Manarangi-Trott: For the last five years, the Commission has been considering the application of electronic reporting (ER) and EM technologies for fisheries monitoring. A key risk has been a lack of documented policies and standards for these technologies. The commission’s Electronic Reporting and Electronic Monitoring Working Group has made good progress on the adoption of ER standards for logbooks, observer data, and high seas transshipment notification and declarations. More recently, the working group’s focus is developing EM standards.
Q: What about improving observer coverage post-pandemic?

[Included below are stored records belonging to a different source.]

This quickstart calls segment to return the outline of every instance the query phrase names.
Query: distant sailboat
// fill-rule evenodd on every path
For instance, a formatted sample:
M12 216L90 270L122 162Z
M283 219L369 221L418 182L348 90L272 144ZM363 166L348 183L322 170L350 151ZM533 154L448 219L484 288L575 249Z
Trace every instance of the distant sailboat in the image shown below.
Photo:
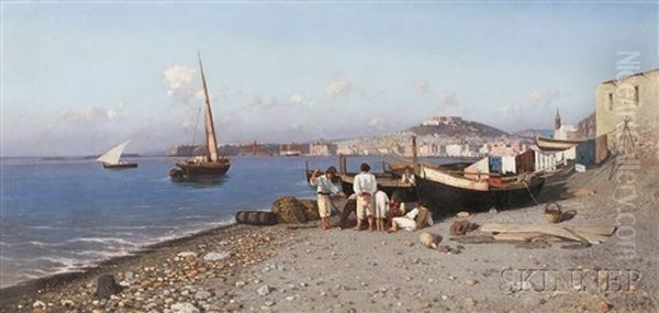
M224 156L221 156L217 149L215 125L213 124L213 111L211 110L209 89L206 87L205 75L203 74L203 66L201 65L201 56L199 56L199 69L201 71L204 103L206 109L204 119L206 155L186 161L176 163L176 167L169 170L169 176L172 179L222 176L226 174L231 167L231 160Z
M130 142L131 141L126 141L125 143L122 143L119 146L111 148L104 155L97 158L97 161L102 163L104 168L120 169L137 167L136 163L126 163L121 160L121 155L123 154L123 150L126 148L126 145L129 145Z

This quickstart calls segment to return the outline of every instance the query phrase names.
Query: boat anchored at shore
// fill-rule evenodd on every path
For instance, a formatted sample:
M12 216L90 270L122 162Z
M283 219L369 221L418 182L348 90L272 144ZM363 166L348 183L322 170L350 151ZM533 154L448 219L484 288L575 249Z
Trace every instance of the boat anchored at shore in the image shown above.
M126 148L131 141L126 141L119 146L111 148L109 152L97 158L97 161L103 164L103 168L107 169L125 169L125 168L136 168L136 163L127 163L121 160L121 155L123 150Z
M437 168L421 166L415 178L420 200L438 214L466 209L515 208L535 201L545 185L539 174L507 177L484 174L474 179L466 175L468 166L465 163Z
M201 71L201 80L203 82L203 96L205 103L205 139L206 155L198 156L192 159L176 163L176 167L169 170L169 176L174 180L194 179L197 177L220 177L228 171L231 160L222 155L217 149L217 138L215 137L215 125L213 123L213 111L211 110L211 101L209 89L206 87L203 66L201 65L201 56L199 56L199 69Z

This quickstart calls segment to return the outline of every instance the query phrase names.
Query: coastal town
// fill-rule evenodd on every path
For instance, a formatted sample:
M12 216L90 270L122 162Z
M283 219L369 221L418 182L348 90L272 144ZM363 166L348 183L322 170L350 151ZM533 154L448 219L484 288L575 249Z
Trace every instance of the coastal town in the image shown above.
M0 313L659 312L658 9L2 1Z

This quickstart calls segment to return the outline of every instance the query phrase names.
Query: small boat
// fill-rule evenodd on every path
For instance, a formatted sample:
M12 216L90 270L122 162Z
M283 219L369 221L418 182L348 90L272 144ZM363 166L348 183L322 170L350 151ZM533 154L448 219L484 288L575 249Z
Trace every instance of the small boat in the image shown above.
M544 152L562 152L578 146L582 141L561 141L536 136L536 145Z
M355 193L353 185L355 182L355 176L357 175L358 172L336 175L340 179L343 191L348 195ZM389 198L393 197L393 194L398 194L403 202L413 202L417 200L414 185L403 182L398 175L393 172L378 172L373 175L378 181L378 190L384 191Z
M103 168L108 169L124 169L124 168L136 168L136 163L127 163L121 160L121 155L123 150L126 148L131 141L126 141L125 143L120 144L116 147L111 148L109 152L97 158L97 161L103 164Z
M490 208L515 208L532 203L545 185L536 174L499 176L484 179L465 177L469 164L451 164L436 168L421 166L415 176L418 199L437 214L455 211L485 211Z
M339 164L342 163L342 159L339 158ZM344 165L340 166L340 169L345 168L345 160L343 161ZM309 182L311 180L311 176L314 172L314 169L310 169L309 168L309 161L306 163L306 182ZM339 169L339 171L340 171ZM414 186L411 183L404 183L401 180L401 175L402 172L404 172L404 167L399 169L399 170L394 170L391 168L390 164L388 163L382 163L382 169L383 172L376 172L373 174L376 176L376 180L378 181L378 189L384 191L384 193L387 193L387 195L389 198L391 198L394 193L399 194L401 197L401 200L403 202L413 202L416 201L416 190L414 189ZM353 193L355 193L355 191L353 190L353 185L355 181L355 176L357 176L359 172L337 172L334 178L332 179L332 182L334 183L340 183L342 190L347 194L350 195ZM320 170L319 176L324 175L324 171Z
M220 155L217 149L217 138L215 136L215 125L213 123L213 112L211 110L211 101L206 87L203 66L201 65L201 56L199 56L199 68L201 71L201 80L203 83L203 94L205 103L205 139L206 155L198 156L192 159L176 163L176 167L169 170L169 176L172 180L178 181L187 178L194 179L197 177L220 177L228 171L231 160Z

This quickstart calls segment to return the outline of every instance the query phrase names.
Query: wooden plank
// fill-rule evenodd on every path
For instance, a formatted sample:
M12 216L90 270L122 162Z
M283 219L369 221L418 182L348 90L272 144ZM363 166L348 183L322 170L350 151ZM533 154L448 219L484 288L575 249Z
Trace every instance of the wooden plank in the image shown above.
M488 233L543 233L574 242L582 241L569 231L554 225L488 223L481 226L481 231Z
M547 236L543 233L500 233L492 235L494 241L528 242L533 238Z
M603 236L611 236L613 233L615 233L615 226L576 226L566 228L578 232L579 234L585 233Z
M450 241L460 243L460 244L492 244L492 243L494 243L494 237L489 234L467 235L467 236L450 237Z
M605 242L607 236L612 235L615 232L615 227L583 226L570 227L566 230L556 225L487 223L481 226L481 231L488 233L502 234L541 233L545 235L556 236L576 242L582 242L583 239L585 239L590 244L597 245Z

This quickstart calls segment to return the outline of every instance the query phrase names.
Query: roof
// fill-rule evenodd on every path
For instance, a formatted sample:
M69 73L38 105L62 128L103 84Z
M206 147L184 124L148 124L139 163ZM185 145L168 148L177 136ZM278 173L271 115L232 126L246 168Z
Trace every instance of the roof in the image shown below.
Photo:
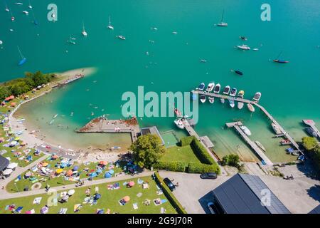
M266 192L267 190L267 192ZM290 212L257 176L238 174L213 191L227 214L289 214ZM270 205L262 202L270 194Z
M4 170L9 165L9 160L0 155L0 171Z
M160 133L159 132L156 126L142 128L141 133L142 135L148 135L148 134L156 135L161 140L162 145L165 144L164 139L162 138L161 135L160 135Z
M309 214L320 214L320 205L314 208Z

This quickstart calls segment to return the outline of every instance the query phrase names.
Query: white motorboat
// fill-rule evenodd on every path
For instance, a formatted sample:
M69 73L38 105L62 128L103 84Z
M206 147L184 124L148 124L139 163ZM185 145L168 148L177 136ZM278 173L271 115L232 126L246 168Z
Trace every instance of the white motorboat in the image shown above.
M251 135L251 131L246 126L242 125L242 126L240 126L240 128L242 130L243 130L243 132L245 133L245 135L247 135L247 136Z
M214 87L215 87L215 83L210 83L208 85L208 87L207 87L207 89L206 90L206 92L210 93L213 90Z
M265 152L265 147L260 143L260 142L259 141L255 141L255 144L257 144L257 145L263 150L263 152Z
M220 89L221 89L221 85L220 85L219 83L218 83L218 84L215 85L215 89L213 90L213 93L219 93Z
M206 97L206 95L201 95L200 96L200 101L201 101L201 103L205 103L206 100L207 100L207 98Z
M255 96L253 97L253 100L257 100L259 101L261 98L261 93L260 92L257 92L255 94Z
M272 123L271 124L271 126L272 127L273 130L274 130L274 133L275 133L277 135L280 135L280 134L282 133L282 132L281 130L280 130L280 128L279 128L279 126L278 126L277 125L276 125L276 124L274 124L274 123Z
M223 89L223 94L228 95L230 90L231 88L229 86L225 86Z
M251 113L254 113L255 112L255 107L253 107L253 105L250 103L247 104L247 108L249 109L249 110Z
M176 119L176 120L174 120L174 123L178 128L180 129L184 128L184 124L181 119Z
M237 88L233 88L231 90L231 92L230 92L230 95L232 96L232 97L235 97L235 95L237 95L237 91L238 91Z
M239 49L245 50L245 51L250 50L250 48L247 45L245 45L245 44L238 45L238 46L237 46L237 48L238 48Z
M114 28L111 25L111 17L109 16L109 25L108 28L113 30Z

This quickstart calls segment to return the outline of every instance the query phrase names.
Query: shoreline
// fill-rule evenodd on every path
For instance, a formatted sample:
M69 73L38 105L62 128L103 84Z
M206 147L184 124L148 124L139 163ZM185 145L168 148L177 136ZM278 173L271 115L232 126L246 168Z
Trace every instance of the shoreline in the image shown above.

Cook: Whether they’re using human observers or electronic monitoring, the RFMOs must acknowledge that increased observer coverage is not a new cost; rather, it’s a cost that the industry should have been paying all along and has gotten a free ride on for decades now. With the current precarious status of many fish stocks globally, RFMOs must absolutely prioritize the rapid expansion of observer coverage, whether human or electronic, across all fisheries. The RFMOs need to meet the commitments that they've made, in some cases more than a decade ago, to establish appropriate observer coverage—at a level consistent with meeting the objectives for a fishery’s management. As it is, the longline tuna fishery in the western and central Pacific is only required to be 5% observed, which isn’t even statistically significant for stock assessment purposes and falls well short of providing the necessary independent data to properly manage the fishery. In some cases, nothing short of 100% coverage will be appropriate.
Delgado Nordmann: One hundred percent observer coverage should be mandatory for all industrial fleets overseen by all regional fisheries management organizations and across all exclusive economic zones.
Q: Are you optimistic?
Delgado Nordmann: The pandemic has opened the opportunity to bring attention to the imperative need to improve observer safety aboard fishing vessels. Tesco’s new tuna sourcing approach will map out our supply chain to understand the overall observer coverage and where we need to focus our efforts.
Cook: Thanks to the increasing application and expansion of electronic monitoring, complemented by artificial intelligence and machine learning, we stand poised on the precipice of a new era in fisheries management—one based on full accountability, and on more timely and accurate data than has ever been available for fisheries management.